E. 2 a) Une partie peut demander la restitution d’un délai si elle a été empêchée de l’observer et qu’elle est de ce fait exposée à un préjudice important et irréparable ; elle doit toutefois rendre vraisemblable que le défaut n’est imputable à aucune faute de sa part (art. 94 al. 1 CPP). b) Selon la jurisprudence, une restitution au sens de l'article 94 CPP ne peut intervenir que lorsqu'un événement, par exemple une maladie ou un accident, met la partie objectivement ou subjectivement dans l'impossibilité d'agir par elle-même ou de charger une tierce personne d'agir en son nom dans le délai (arrêt du TF du 08.01.2021 [6B_1265/2020] cons. 1.1). La restitution suppose que la partie n’a pas pu respecter le délai contre sa volonté. Par exemple, l’empêchement n’est pas non fautif quand il résulte d’une absence prévisible, d’une surcharge de travail, d’une erreur d’agenda ou de l’ignorance des règles de procédure relatives à la manière de compter les délais ( Stoll , in : CR CPP, 2 e éd.,
n. 8 et 10b ad art. 94). On peut déduire de la jurisprudence que le simple fait de déposer un acte en retard ne doit pas ipso facto être considéré comme une demande de restitution de délai (cf. arrêt du TF du 04.12.2018 [6B_948/2018 ] cons. 1.3). c) En l’espèce, le recourant ne demande pas la restitution du délai de recours. Une demande de restitution qu’il aurait pu formuler en arguant du fait qu’il aurait quitté la Suisse n’aurait de toute manière pas pu recevoir une réponse positive : comme on l’a vu, le recourant se trouvait en Suisse au moment de la notification de l’ordonnance entreprise, soit le 14 octobre 2022, et il a pu prendre lui-même connaissance de cette décision. Il ne tenait qu’à lui, s’il entendait recourir, de procéder avant son éventuel départ – et dans le délai légal – aux démarches qu’il jugeait utiles.
E. 3 Même si le recours était recevable sur la question du délai, il devrait être rejeté. C’est en effet de manière conforme au droit que le Tribunal de police a considéré que l’absence du prévenu à l’audience du 18 mai 2022 n’était pas excusée (qu’un prévenu se trouve en incapacité de travail ne veut pas dire qu’il ne peut pas se présenter à une audience ; l’exigence de renseignements complémentaires de la part du médecin était légitime ; le prévenu n’a donné aucune suite à la lettre que le Tribunal de police lui a adressée le 24 juin 2022 et qui lui a été notifiée le 25 juillet 2022) et que l’on pouvait déduire de son comportement qu’il se désintéressait de la procédure. On relèvera que le Tribunal de police, avant cela, s’était montré très patient et compréhensif envers le prévenu, acceptant de fixer de nouvelles audiences après deux renvois et un défaut, alors même que le prévenu n’avait pas justifié ses absences par des certificats médicaux relatifs aux prétendues maladies qui l’auraient empêché de comparaître.

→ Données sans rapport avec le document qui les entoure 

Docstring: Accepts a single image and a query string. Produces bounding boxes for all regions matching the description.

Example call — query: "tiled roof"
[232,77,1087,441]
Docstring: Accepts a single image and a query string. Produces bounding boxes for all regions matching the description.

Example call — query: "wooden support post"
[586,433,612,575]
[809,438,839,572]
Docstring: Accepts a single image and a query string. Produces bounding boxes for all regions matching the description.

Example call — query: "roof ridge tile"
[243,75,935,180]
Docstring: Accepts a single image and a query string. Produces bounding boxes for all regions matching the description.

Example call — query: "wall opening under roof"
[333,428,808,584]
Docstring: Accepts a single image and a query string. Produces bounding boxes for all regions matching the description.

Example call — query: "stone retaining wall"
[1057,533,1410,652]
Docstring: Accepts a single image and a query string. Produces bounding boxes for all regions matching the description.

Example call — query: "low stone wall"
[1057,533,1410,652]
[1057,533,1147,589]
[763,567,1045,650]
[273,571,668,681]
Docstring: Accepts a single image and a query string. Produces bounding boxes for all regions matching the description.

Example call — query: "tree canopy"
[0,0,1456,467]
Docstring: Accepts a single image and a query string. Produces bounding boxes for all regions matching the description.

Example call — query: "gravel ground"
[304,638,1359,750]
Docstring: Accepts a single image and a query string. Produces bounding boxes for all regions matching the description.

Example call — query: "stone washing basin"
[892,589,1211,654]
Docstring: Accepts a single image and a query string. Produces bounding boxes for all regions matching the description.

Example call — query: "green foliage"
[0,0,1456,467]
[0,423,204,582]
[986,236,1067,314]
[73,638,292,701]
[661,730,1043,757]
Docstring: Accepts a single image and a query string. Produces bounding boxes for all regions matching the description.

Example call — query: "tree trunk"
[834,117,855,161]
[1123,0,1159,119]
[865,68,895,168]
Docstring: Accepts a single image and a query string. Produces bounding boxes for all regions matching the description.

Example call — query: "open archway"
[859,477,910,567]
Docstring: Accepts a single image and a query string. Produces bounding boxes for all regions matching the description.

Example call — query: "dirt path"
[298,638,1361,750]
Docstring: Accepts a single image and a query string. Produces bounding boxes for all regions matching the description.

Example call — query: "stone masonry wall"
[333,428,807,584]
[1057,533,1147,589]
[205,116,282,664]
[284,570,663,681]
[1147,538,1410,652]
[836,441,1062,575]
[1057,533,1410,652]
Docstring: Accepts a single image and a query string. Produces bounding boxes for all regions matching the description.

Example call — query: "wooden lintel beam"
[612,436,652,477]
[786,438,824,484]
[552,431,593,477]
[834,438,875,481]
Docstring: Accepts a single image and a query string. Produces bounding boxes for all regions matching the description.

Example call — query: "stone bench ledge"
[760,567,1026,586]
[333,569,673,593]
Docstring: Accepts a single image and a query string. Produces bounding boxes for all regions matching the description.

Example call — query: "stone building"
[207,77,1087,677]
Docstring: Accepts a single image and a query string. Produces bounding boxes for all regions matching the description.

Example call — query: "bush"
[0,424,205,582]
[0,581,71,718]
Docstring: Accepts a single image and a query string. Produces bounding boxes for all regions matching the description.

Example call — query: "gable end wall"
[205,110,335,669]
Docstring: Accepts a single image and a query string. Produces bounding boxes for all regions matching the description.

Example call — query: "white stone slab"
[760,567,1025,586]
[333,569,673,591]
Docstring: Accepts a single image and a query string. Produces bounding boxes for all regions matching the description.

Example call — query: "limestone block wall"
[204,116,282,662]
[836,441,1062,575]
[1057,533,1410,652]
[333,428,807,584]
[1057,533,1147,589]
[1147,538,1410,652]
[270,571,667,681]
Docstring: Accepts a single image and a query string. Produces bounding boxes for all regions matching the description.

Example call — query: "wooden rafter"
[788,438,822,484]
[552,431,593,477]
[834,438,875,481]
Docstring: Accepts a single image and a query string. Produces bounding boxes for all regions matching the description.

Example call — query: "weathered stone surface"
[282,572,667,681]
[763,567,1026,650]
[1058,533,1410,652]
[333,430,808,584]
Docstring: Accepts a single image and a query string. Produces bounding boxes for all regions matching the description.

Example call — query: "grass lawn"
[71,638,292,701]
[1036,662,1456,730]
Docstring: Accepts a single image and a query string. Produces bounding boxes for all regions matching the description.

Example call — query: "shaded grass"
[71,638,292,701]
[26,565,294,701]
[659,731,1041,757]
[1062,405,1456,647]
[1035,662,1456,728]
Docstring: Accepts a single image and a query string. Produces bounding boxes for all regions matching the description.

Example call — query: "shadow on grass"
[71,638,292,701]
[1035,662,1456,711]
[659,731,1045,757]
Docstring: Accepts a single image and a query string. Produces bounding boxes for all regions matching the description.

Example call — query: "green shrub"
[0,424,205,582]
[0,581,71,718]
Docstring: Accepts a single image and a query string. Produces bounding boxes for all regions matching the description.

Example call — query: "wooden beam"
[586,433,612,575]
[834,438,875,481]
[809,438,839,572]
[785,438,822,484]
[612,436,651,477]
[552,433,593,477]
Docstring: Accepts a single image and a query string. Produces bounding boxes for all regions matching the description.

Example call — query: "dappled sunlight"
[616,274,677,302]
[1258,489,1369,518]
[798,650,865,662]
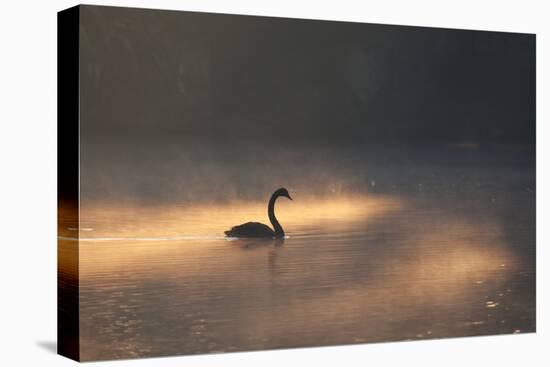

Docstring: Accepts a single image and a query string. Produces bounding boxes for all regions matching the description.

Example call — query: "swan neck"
[267,194,285,237]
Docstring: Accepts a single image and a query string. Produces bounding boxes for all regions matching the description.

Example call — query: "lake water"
[59,150,535,360]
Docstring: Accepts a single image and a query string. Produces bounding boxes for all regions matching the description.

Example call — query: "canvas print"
[58,5,536,361]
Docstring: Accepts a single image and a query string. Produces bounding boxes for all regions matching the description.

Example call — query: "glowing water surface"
[60,195,534,360]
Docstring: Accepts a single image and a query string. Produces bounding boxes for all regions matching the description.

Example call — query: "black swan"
[224,187,292,238]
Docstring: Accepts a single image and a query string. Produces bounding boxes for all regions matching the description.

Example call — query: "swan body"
[224,188,292,238]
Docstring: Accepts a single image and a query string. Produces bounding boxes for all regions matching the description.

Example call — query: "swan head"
[273,187,292,200]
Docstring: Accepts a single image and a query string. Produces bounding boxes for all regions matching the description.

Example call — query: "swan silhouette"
[224,187,292,238]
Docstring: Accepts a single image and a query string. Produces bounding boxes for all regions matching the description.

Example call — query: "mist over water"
[59,6,536,360]
[60,144,535,360]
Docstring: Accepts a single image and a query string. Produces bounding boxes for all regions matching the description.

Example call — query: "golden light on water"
[70,195,404,238]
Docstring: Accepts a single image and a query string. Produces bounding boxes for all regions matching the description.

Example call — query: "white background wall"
[0,0,550,366]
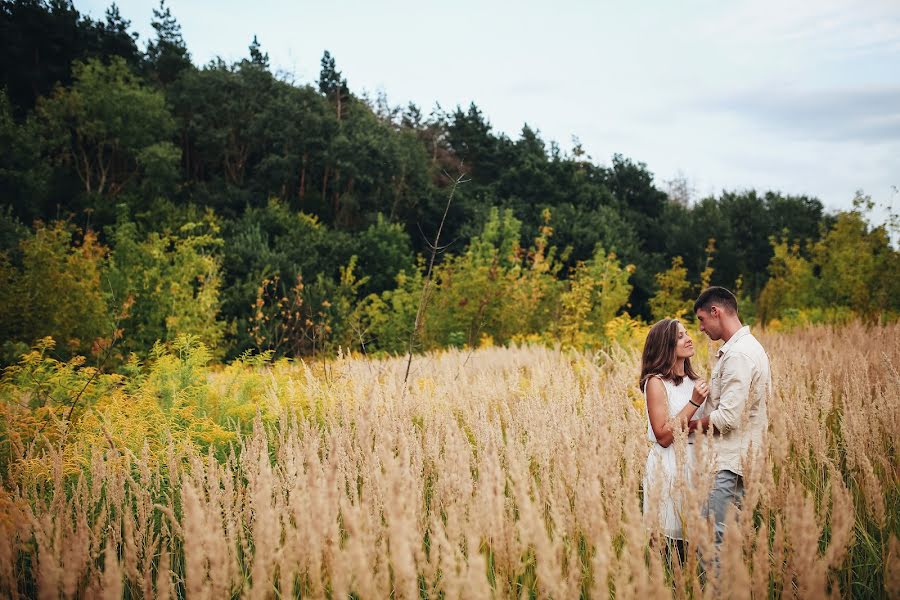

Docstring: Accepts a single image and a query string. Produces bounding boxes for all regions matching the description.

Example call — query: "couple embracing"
[640,287,772,554]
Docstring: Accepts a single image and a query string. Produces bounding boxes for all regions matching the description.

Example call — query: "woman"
[641,319,709,554]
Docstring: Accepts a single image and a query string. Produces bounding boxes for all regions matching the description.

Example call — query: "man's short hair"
[694,285,737,314]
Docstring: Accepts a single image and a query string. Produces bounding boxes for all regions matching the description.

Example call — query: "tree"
[319,50,350,121]
[108,206,226,357]
[147,0,193,86]
[0,90,51,222]
[37,58,176,204]
[650,256,691,321]
[0,221,113,358]
[0,0,141,115]
[756,237,819,323]
[813,193,900,315]
[557,246,634,348]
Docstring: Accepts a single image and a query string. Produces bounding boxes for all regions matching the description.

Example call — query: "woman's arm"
[647,377,709,448]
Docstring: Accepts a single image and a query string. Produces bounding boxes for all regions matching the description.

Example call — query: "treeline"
[0,0,900,361]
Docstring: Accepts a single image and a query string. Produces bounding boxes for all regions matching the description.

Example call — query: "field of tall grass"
[0,324,900,599]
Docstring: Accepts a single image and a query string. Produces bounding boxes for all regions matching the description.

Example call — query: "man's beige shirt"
[704,326,772,475]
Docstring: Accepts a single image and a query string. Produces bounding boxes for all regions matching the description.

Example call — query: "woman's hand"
[691,381,709,404]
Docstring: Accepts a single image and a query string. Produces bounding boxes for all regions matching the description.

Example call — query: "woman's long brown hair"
[640,319,698,390]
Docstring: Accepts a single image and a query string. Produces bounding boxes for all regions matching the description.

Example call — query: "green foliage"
[650,256,693,321]
[108,207,226,357]
[0,221,114,360]
[757,239,818,322]
[36,58,177,204]
[557,246,634,348]
[759,196,900,324]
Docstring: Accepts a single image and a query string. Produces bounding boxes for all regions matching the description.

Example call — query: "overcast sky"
[82,0,900,221]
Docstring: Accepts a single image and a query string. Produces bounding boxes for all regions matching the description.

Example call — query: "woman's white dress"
[644,377,700,540]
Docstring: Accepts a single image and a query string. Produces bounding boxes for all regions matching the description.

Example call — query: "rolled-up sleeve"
[709,351,753,433]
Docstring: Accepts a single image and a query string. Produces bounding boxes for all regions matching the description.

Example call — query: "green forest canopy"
[0,0,900,362]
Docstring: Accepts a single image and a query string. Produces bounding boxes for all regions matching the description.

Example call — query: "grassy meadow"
[0,323,900,599]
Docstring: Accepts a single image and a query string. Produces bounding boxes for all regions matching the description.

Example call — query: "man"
[690,286,772,545]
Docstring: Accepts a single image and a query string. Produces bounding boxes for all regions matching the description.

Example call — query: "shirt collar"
[716,325,750,358]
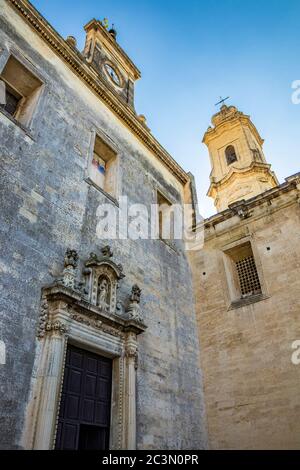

E. 4 Enfin, il faut rappeler au recourant que le fait qu’il soit maintenant, selon ses dires, parti pour l’Italie ne peut pas constituer un motif d’annuler sa condamnation pour séjour illégal, respectivement, au sens de ses propos dans son mémoire de recours, de classer sans suite la condamnation prononcée à raison de cette infraction.
E. 5 Vu ce qui précède, le recours doit être déclaré irrecevable et au surplus mal fondé. L’ordonnance entreprise sera confirmée. Les frais de la procédure de recours seront mis à la charge du recourant (art. 428 al. 1 CPP ; frais fixés au minimum prévu par l’art. 42 LTFrais pour les recours devant l’Autorité de recours en matière pénale, soit à 200 francs).
Volltext (verifizierbarer Originaltext)
A.a) Par ordonnance pénale du 28 juin 2021, le Ministère public a condamné X.________ à une peine privative de liberté de 30 jours sans sursis et à une amende de 400 francs, pour infraction aux articles 115 al. 1 let. b LEI et 19a al. 1 LStup.
b) Le prévenu a fait opposition, le 8 juillet 2021, et le Ministère public a renvoyé la cause au Tribunal de police, le 22 du même mois.
B.a) Une audience a été fixée au 29 septembre 2021 du Tribunal de police ; X.________ a téléphoné pour dire quil était malade et quil déposerait un certificat médical ; laudience a été renvoyée, mais le prévenu na jamais déposé le certificat quil annonçait.
b) Une nouvelle audience a été fixée au 3 novembre 2021, puis renvoyée au 16 mars 2022. Le prévenu ne sest alors pas présenté. Le Tribunal de police a constaté le défaut et considéré que lopposition à lordonnance pénale était retirée.
c) À réception du procès-verbal de laudience, X.________ a sollicité une nouvelle audience, en indiquant quil avait été malade, raison pour laquelle il avait fait défaut à laudience.
d) Le Tribunal de police a cité une nouvelle audience, fixée au 18 mai 2022. Encore une fois, le prévenu ne sest pas présenté. La juge la constaté et a considéré que lopposition à lordonnance pénale était retirée.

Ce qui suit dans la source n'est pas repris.